Compte tenu de la nature intensément physique du football à cette époque, cet exploit a pris du temps. En plus de garder le ballon hors du filet, les gardiens de but devaient se contenter d’être, à toutes fins utiles, battus noir et bleu par les avant-centres adverses, ainsi que toute autre personne sur le terrain qui avait envie d’essayer. Cherchez « brutal » dans le dictionnaire anglais d’Oxford et il dira « l’art du gardien de but vers 1875 à 1960 ». Ou du moins il devrait.

Je n’avais jamais parlé à Eric auparavant, mais je le connaissais. Ayant grandi dans le Sussex des années 1970 aux années 1980 et soutenant Brighton, j’ai entendu parler parmi les fans plus âgés du gardien de but de battre tous les autres gardiens de but, celui qui avait joué année après année sans manquer un seul match. Étant moi-même un jeune gardien, bien qu’ayant un potentiel limité, je n’ai pas pu m’empêcher d’être impressionné. C’était un véritable super-héros sépia tout droit sorti de Pathé News – et il avait joué pour mon club préféré.
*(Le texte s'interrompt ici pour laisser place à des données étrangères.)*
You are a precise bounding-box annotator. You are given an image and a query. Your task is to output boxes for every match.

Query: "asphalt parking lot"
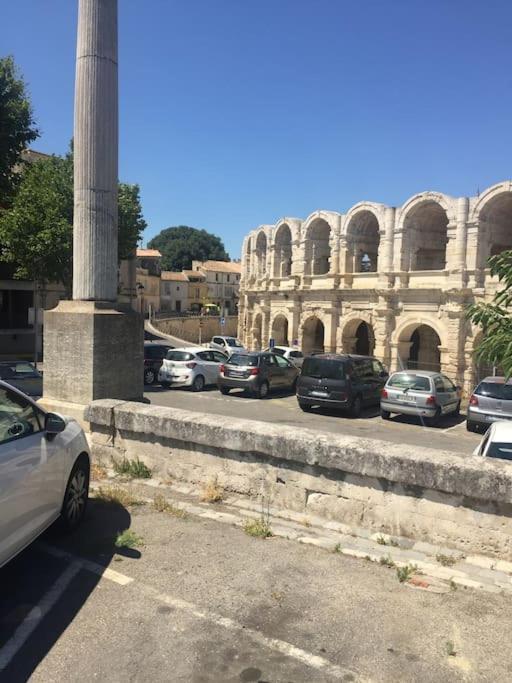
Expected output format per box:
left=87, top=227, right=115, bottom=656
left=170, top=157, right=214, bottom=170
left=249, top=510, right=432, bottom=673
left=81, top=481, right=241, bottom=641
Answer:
left=145, top=385, right=481, bottom=455
left=0, top=488, right=512, bottom=683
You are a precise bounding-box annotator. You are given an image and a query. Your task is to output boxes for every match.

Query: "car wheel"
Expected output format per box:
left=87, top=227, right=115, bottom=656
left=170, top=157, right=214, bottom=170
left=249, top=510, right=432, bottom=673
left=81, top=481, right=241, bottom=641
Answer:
left=299, top=401, right=313, bottom=413
left=350, top=396, right=363, bottom=417
left=61, top=455, right=90, bottom=531
left=192, top=375, right=204, bottom=391
left=144, top=368, right=156, bottom=385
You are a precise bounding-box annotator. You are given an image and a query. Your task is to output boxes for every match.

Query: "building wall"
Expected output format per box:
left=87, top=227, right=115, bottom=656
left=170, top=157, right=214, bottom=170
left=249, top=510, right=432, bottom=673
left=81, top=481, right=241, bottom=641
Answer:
left=239, top=181, right=512, bottom=392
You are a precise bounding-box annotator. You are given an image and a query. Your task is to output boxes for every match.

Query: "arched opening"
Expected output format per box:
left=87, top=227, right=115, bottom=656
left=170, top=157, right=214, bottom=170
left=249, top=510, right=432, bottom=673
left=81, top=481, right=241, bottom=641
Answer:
left=403, top=200, right=448, bottom=270
left=302, top=316, right=324, bottom=354
left=478, top=192, right=512, bottom=268
left=272, top=315, right=290, bottom=346
left=252, top=313, right=263, bottom=351
left=274, top=225, right=292, bottom=277
left=346, top=210, right=380, bottom=273
left=341, top=319, right=375, bottom=356
left=400, top=325, right=441, bottom=372
left=305, top=218, right=331, bottom=275
left=255, top=232, right=267, bottom=277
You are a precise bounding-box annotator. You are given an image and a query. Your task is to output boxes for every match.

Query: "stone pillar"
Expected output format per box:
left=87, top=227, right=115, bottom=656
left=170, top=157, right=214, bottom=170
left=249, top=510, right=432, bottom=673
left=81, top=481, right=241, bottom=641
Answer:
left=42, top=0, right=144, bottom=428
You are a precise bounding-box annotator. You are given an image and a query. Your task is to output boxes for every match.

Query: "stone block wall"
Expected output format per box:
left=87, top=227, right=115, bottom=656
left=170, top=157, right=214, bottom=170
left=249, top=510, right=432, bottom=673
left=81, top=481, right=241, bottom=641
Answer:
left=86, top=400, right=512, bottom=560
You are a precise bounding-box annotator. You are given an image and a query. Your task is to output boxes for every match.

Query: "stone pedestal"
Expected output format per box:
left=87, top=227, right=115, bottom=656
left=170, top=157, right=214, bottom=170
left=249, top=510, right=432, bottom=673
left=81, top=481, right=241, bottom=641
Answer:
left=41, top=301, right=144, bottom=421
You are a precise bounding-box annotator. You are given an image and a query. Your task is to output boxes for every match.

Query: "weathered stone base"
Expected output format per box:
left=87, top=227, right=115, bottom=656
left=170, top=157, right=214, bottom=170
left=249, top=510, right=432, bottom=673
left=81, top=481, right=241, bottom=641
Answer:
left=87, top=401, right=512, bottom=560
left=43, top=301, right=144, bottom=405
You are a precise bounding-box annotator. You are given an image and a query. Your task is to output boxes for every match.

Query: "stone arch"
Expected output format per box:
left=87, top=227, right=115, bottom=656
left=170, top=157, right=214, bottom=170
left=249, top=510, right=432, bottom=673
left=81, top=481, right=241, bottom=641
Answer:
left=304, top=215, right=331, bottom=275
left=254, top=230, right=267, bottom=277
left=302, top=315, right=325, bottom=354
left=270, top=313, right=290, bottom=346
left=274, top=222, right=293, bottom=277
left=399, top=192, right=450, bottom=271
left=473, top=181, right=512, bottom=268
left=345, top=204, right=381, bottom=273
left=341, top=316, right=375, bottom=356
left=395, top=320, right=442, bottom=372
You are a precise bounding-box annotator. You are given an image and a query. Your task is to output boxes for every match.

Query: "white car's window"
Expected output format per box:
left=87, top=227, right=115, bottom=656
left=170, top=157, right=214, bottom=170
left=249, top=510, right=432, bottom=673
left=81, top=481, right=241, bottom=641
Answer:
left=0, top=387, right=43, bottom=444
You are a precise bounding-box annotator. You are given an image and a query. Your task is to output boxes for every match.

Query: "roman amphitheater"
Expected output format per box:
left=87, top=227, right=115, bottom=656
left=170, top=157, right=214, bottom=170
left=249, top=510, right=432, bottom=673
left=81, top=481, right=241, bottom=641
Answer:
left=239, top=181, right=512, bottom=391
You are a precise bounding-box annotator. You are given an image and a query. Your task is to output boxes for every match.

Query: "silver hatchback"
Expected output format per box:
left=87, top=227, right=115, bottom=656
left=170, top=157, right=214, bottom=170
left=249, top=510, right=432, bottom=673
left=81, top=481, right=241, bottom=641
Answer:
left=380, top=370, right=460, bottom=426
left=466, top=377, right=512, bottom=432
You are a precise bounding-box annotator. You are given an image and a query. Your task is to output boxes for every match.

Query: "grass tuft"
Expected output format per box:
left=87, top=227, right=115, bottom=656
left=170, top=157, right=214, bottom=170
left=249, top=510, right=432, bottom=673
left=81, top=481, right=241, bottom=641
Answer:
left=113, top=458, right=151, bottom=479
left=115, top=529, right=144, bottom=548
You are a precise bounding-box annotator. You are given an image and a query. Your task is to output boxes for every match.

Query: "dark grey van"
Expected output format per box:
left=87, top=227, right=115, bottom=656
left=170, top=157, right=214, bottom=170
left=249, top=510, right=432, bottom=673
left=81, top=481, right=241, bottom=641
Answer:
left=297, top=353, right=388, bottom=417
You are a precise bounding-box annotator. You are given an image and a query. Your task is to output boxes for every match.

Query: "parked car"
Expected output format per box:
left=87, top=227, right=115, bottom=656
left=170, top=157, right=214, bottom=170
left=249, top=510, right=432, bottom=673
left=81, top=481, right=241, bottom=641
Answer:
left=473, top=420, right=512, bottom=460
left=210, top=336, right=245, bottom=356
left=217, top=351, right=299, bottom=398
left=0, top=381, right=90, bottom=567
left=466, top=377, right=512, bottom=432
left=380, top=370, right=460, bottom=426
left=144, top=342, right=174, bottom=385
left=0, top=360, right=43, bottom=397
left=264, top=346, right=304, bottom=368
left=158, top=346, right=228, bottom=391
left=297, top=353, right=388, bottom=417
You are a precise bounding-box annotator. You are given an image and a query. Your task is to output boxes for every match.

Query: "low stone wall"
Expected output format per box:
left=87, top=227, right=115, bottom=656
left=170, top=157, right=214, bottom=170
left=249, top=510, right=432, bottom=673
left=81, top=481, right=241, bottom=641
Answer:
left=86, top=400, right=512, bottom=560
left=151, top=315, right=238, bottom=344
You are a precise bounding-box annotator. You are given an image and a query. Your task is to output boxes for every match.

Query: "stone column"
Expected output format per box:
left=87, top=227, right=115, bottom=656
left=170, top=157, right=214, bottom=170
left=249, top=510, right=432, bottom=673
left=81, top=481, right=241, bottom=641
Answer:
left=42, top=0, right=144, bottom=427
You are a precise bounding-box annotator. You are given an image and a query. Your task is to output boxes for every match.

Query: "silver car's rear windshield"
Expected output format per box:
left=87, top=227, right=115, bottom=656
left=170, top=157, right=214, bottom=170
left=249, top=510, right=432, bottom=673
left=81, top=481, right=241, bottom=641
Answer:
left=388, top=374, right=430, bottom=391
left=166, top=351, right=194, bottom=361
left=475, top=382, right=512, bottom=401
left=228, top=353, right=258, bottom=367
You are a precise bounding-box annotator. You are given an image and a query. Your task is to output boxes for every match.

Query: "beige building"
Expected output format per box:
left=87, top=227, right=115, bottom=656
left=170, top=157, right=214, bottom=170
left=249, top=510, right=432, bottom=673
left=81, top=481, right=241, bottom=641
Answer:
left=239, top=181, right=512, bottom=391
left=192, top=261, right=242, bottom=315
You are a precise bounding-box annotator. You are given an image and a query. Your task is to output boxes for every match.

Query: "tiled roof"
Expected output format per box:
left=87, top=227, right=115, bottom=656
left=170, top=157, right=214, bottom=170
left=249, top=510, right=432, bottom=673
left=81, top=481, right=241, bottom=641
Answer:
left=137, top=249, right=162, bottom=258
left=161, top=270, right=188, bottom=282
Eric Gill tente de saisir le ballon lors du match nul de Brighton en FA Cup à Millwall en novembre 1956.
Eric Gill tente de saisir le ballon lors du match nul de Brighton en FA Cup à Millwall en novembre 1956. Photographie : L Blandford/Getty Images

Cependant, ce n’était pas seulement l’histoire d’Eric qui m’intéressait. Derrière chaque gardien de but de premier choix, il y a une doublure, le pauvre gazon qui doit attendre son tour jusqu’à ce que l’homme ou la femme principal tombe en disgrâce, se casse les doigts ou se fasse emporter par un autre club. La course ininterrompue d’Eric avait duré cinq ans. Quelqu’un avec la patience d’un saint doit avoir attendu sa chance… et attendu… et attendu.
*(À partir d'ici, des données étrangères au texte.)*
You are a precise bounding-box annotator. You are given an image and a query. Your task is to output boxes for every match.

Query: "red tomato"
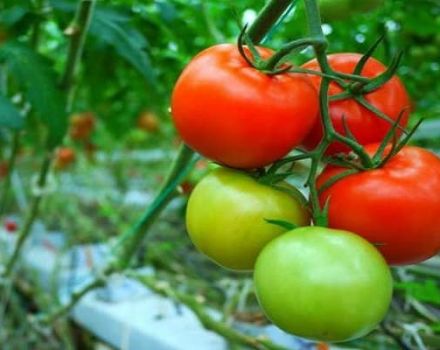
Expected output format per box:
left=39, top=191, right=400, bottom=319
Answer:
left=4, top=220, right=18, bottom=233
left=317, top=145, right=440, bottom=265
left=171, top=44, right=318, bottom=168
left=302, top=53, right=411, bottom=154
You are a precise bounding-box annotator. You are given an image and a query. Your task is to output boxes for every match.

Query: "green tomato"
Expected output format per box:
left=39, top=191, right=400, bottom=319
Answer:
left=351, top=0, right=384, bottom=12
left=186, top=168, right=310, bottom=270
left=319, top=0, right=352, bottom=22
left=254, top=227, right=392, bottom=341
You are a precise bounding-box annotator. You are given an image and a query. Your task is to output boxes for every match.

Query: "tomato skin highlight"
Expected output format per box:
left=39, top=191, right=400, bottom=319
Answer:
left=317, top=145, right=440, bottom=265
left=171, top=44, right=318, bottom=169
left=302, top=53, right=411, bottom=155
left=186, top=168, right=310, bottom=270
left=254, top=226, right=392, bottom=342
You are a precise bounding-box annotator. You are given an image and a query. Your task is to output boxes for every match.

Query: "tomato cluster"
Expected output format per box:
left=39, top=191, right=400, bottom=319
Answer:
left=172, top=44, right=440, bottom=341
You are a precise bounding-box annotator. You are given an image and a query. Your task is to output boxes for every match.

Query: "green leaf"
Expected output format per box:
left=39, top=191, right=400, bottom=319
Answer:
left=264, top=219, right=298, bottom=231
left=0, top=6, right=30, bottom=27
left=0, top=95, right=23, bottom=129
left=0, top=41, right=67, bottom=148
left=90, top=9, right=155, bottom=83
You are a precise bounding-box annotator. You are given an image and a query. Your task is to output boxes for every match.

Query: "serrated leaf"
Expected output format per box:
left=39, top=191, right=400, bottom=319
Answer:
left=395, top=280, right=440, bottom=305
left=0, top=95, right=23, bottom=129
left=264, top=219, right=298, bottom=231
left=0, top=41, right=67, bottom=147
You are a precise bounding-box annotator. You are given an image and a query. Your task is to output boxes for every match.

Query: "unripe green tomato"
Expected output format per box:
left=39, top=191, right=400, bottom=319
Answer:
left=351, top=0, right=384, bottom=12
left=319, top=0, right=353, bottom=22
left=254, top=226, right=392, bottom=341
left=186, top=168, right=310, bottom=270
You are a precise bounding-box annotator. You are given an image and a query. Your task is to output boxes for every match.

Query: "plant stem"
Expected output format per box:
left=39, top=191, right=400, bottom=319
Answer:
left=0, top=131, right=20, bottom=217
left=247, top=0, right=292, bottom=43
left=4, top=151, right=52, bottom=276
left=5, top=0, right=96, bottom=276
left=113, top=144, right=197, bottom=270
left=60, top=0, right=96, bottom=112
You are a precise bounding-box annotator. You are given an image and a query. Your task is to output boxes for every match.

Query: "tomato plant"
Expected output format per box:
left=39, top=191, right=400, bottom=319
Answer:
left=4, top=219, right=18, bottom=233
left=54, top=147, right=76, bottom=170
left=137, top=111, right=159, bottom=133
left=171, top=44, right=318, bottom=168
left=254, top=226, right=392, bottom=341
left=318, top=145, right=440, bottom=265
left=186, top=168, right=310, bottom=270
left=302, top=53, right=411, bottom=154
left=69, top=112, right=95, bottom=141
left=319, top=0, right=352, bottom=22
left=0, top=161, right=9, bottom=180
left=351, top=0, right=384, bottom=12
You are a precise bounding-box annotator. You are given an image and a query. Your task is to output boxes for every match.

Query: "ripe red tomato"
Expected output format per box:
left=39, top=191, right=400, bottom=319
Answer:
left=171, top=44, right=318, bottom=168
left=302, top=53, right=411, bottom=154
left=69, top=112, right=95, bottom=141
left=55, top=147, right=76, bottom=170
left=317, top=145, right=440, bottom=265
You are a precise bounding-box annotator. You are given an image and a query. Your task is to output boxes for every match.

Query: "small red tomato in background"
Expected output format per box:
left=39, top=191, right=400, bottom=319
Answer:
left=69, top=112, right=95, bottom=141
left=317, top=145, right=440, bottom=265
left=0, top=161, right=9, bottom=180
left=54, top=147, right=76, bottom=170
left=171, top=44, right=318, bottom=168
left=4, top=219, right=18, bottom=233
left=302, top=53, right=412, bottom=154
left=137, top=111, right=159, bottom=133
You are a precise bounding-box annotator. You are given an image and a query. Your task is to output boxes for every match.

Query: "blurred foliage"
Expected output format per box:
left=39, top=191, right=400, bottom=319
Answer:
left=0, top=0, right=440, bottom=154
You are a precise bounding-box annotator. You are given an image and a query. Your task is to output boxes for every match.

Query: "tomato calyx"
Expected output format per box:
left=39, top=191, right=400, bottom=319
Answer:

Avec le temps, j’ai appris l’identité de ce saint – Dave Hollins. Signé à l’adolescence en 1955 pour remplacer quelques autres gardiens de but fatigués de voir la peinture sécher, Dave s’est sali les mains dans l’équipe de réserve de Brighton pendant trois ans jusqu’à ce que, à l’improviste, Eric, apparemment inébranlable, développe la grippe. Dans la brèche, Dave est intervenu pendant trois matchs, se débrouillant bien mais faisant du chemin une fois qu’Eric était de nouveau en forme.

Six mois plus tard, une autre opportunité s’est présentée. Hélas, cette fois, les choses n’ont pas fonctionné aussi bien. Middlesbrough 9 Brighton 0 reste la victoire record de Middlesbrough en championnat et la plus lourde défaite de Brighton. Et Brian Clough – oui, ce Brian Clough – en a marqué cinq.

Vous auriez pu pardonner à Dave s’il avait échangé le gardien de but contre quelque chose de complètement différent. Mais non. Non seulement Dave est resté et s’est battu pour sa place, mais il a finalement usurpé Eric, a représenté le Pays de Galles au niveau des moins de 23 ans, a rejoint Newcastle United dans un transfert important et a assumé le rôle de gardien de but de la première équipe galloise, faisant ses débuts internationaux complets contre Le Brésil et la chambre avec le grand John Charles en voyage.

Dave Hollins en action pour Newcastle à Blackburn en avril 1961.
Dave Hollins en action pour Newcastle à Blackburn en avril 1961. Photographie : Colorsport/Shutterstock

Eric, au moment où nous avons parlé pour la première fois, était un 89 vif, vivant dans la pittoresque ville côtière de Sussex de Peacehaven. Nous étions là, à bavarder au téléphone, quand j’ai mentionné Dave Hollins en passant et qu’Eric a parlé chaleureusement de son ancienne doublure et rival. Puis, dans une remarque jetable qui m’a presque échappé, Eric a laissé échapper qu’ils étaient toujours amis.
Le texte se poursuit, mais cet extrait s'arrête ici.